The new findings build on previous work Waxman and her colleagues conducted about which sounds outside of the realm of human speech support infants’ ability to categorize objects. In past studies, they found that sequences of pure tones and backward speech do not help infants under six months of age to categorize objects, whereas listening to vocalizations from nonhuman primates—specifically, lemurs—does. “The lemur finding rocked my little world, because it showed that the template was broader than human linguistic signals alone,” Waxman says. “It told us there’s something inborn in babies in selecting signals that will have positive downstream effects to support cognition.”

Rather than incrementally investigate the breadth of sounds that babies respond to by testing their responses to various nonprimate mammals, the researchers decided to take a broader jump to a nonmammalian species. “We wanted to really find a boundary condition,” Waxman says. She and her colleagues selected zebra finches because they are one of the most studied birds and because the species’s song is about the same length and frequency as primate vocalizations.

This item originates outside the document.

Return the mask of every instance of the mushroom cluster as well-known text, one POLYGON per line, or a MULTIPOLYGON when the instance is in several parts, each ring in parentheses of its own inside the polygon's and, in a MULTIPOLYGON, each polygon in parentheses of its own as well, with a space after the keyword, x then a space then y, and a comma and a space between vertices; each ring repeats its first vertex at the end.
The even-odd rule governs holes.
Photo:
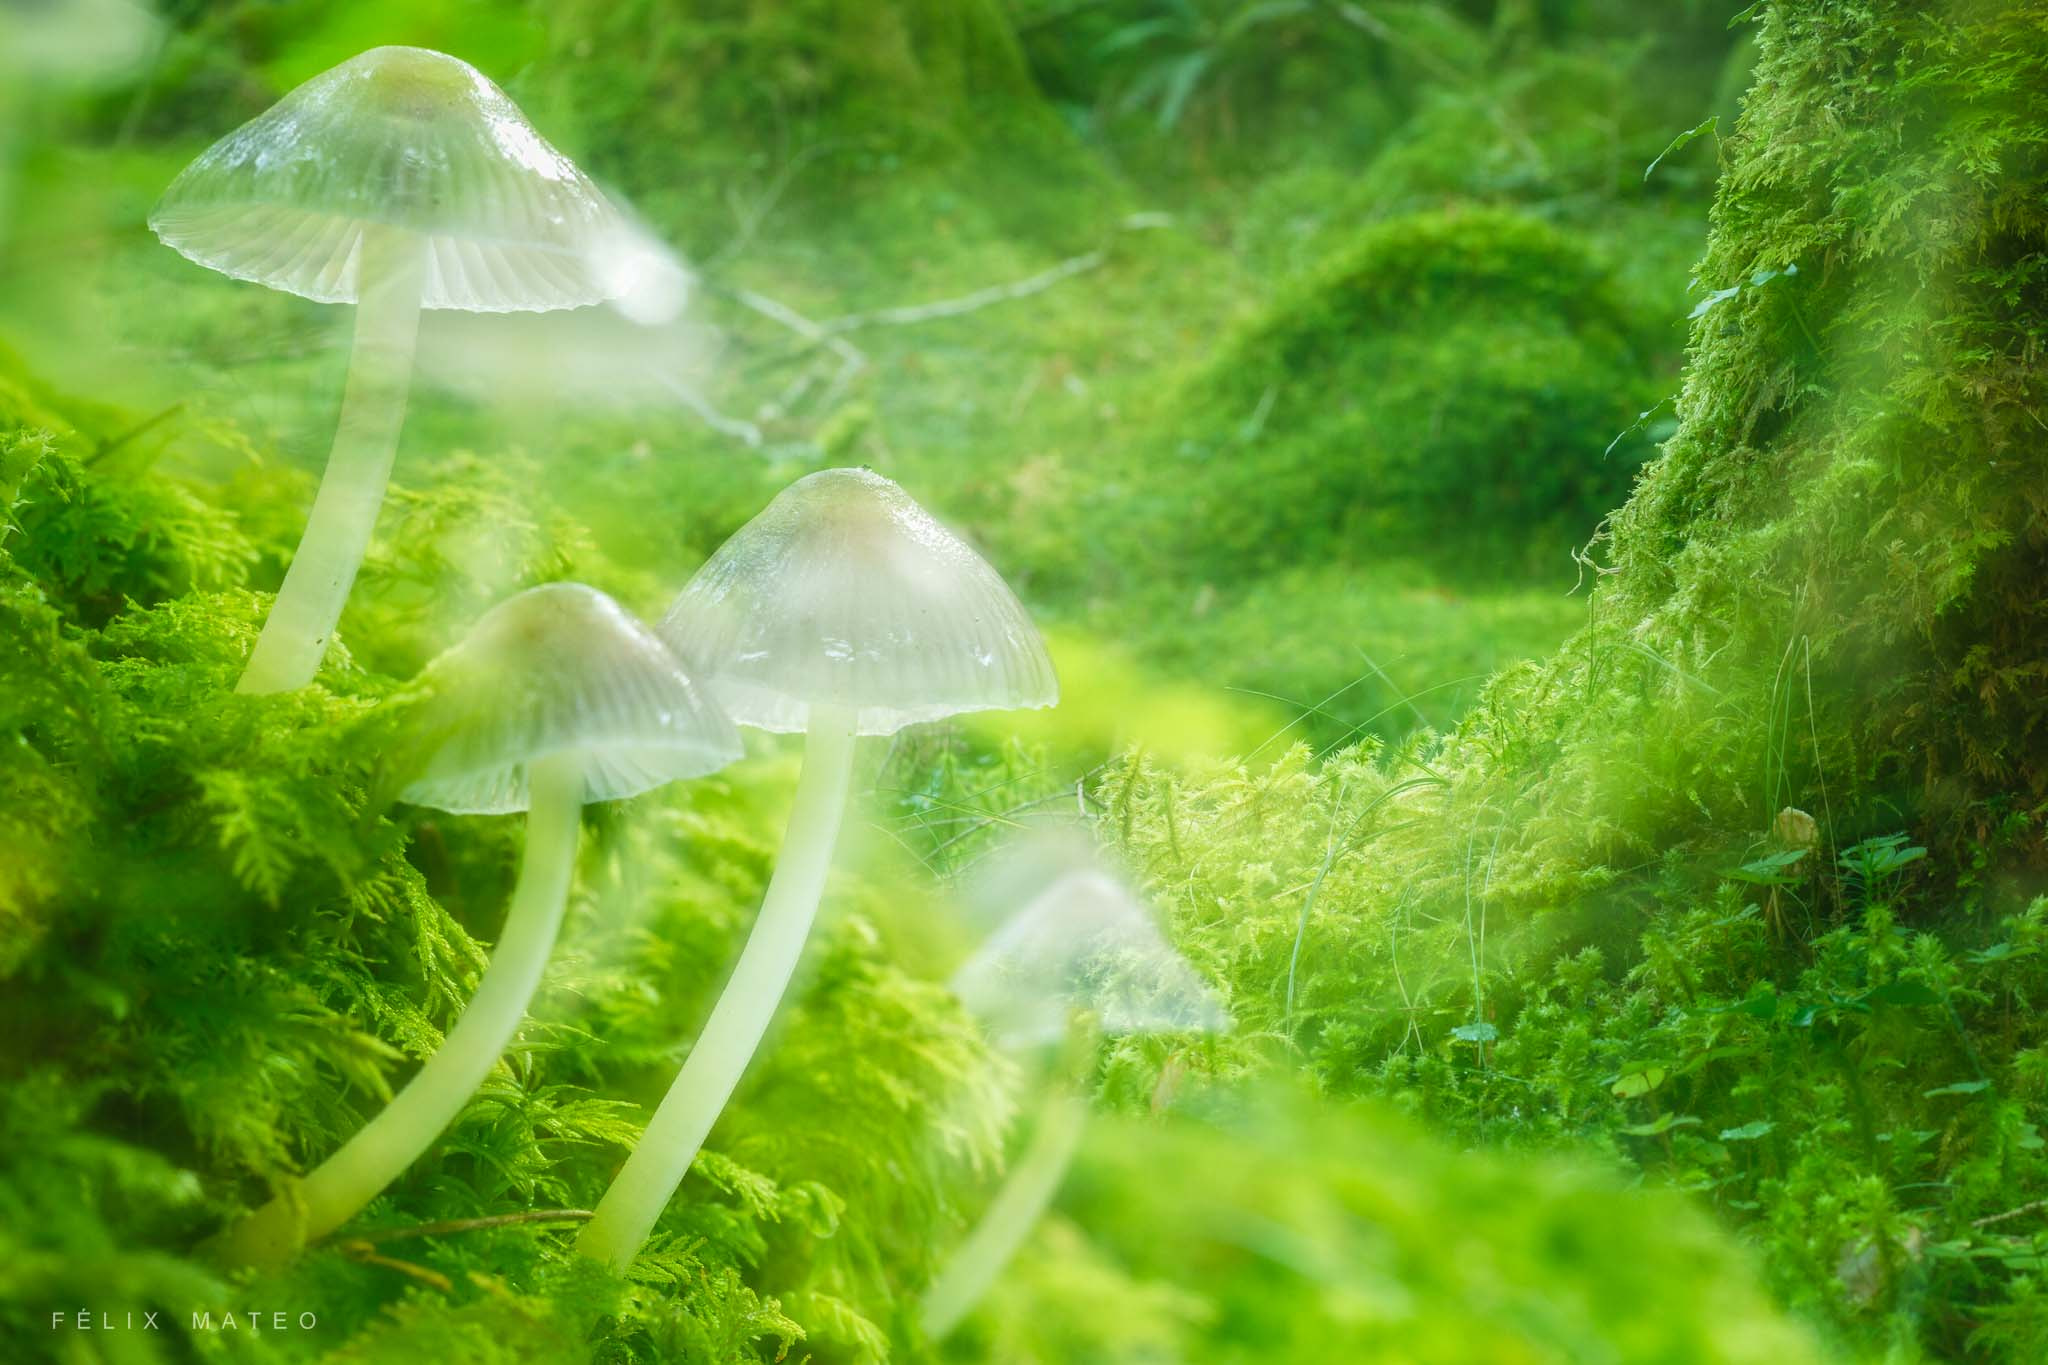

Replicating the same categorization task used in past studies, the researchers showed 23 three- to four-month-olds eight images representing one of two categories—dinosaurs or fish—while simultaneously playing a zebra finch song. Next, in silence, they showed the infants two new images—one within the same category they previously viewed and one within the other category. Based on the previous work, the researchers knew that if the birdsong boosted the infants’ categorization, they would distinguish between the two test images. But in analyzing the infants’ gaze, the team found no difference in the amount of time the babies spent looking at either the familiar image or the new one. This indicated that the zebra finch song did not facilitate object categorization.

“This new study builds on an elegant and highly impactful line of research,” says Jenny Saffran, a professor of psychology at the University of Wisconsin–Madison, who was not involved in the research. “The fact that speech and lemur calls impact infant category learning—but not birdsong—suggests that sounds with particular rhythmic organization, perhaps related to the structure of primate vocalizations, are privileged for infants in ways that other sounds are not, potentially facilitating human language learning.”

The researchers’ conclusion that they did not find a connection between birdsong and infant cognition is important for building “a comprehensive picture of infant behavior, including what infants can and cannot do at a certain age and under certain experimental conditions,” adds Chiara Santolin, a developmental psychologist at Pompeu Fabra University in Barcelona, who was also not involved in the work. “This study, along with other research, addresses a crucial issue in developmental psychology: What is the connection between human language and cognition?”

Waxman and her colleagues are planning several lines of follow-up research to home in on the answers, including testing infants’ responses to vocalizations from nonprimate mammals; applying machine-learning techniques to try to identify which acoustic features contribute to an auditory signal making an impression; and using electroencephalographic caps to see what is happening in infants’ brain while they listen to various sounds.

“That the brain responds differently is self-evident, now that we have the data,” Waxman says. “But what is underneath that’s directing this is not.”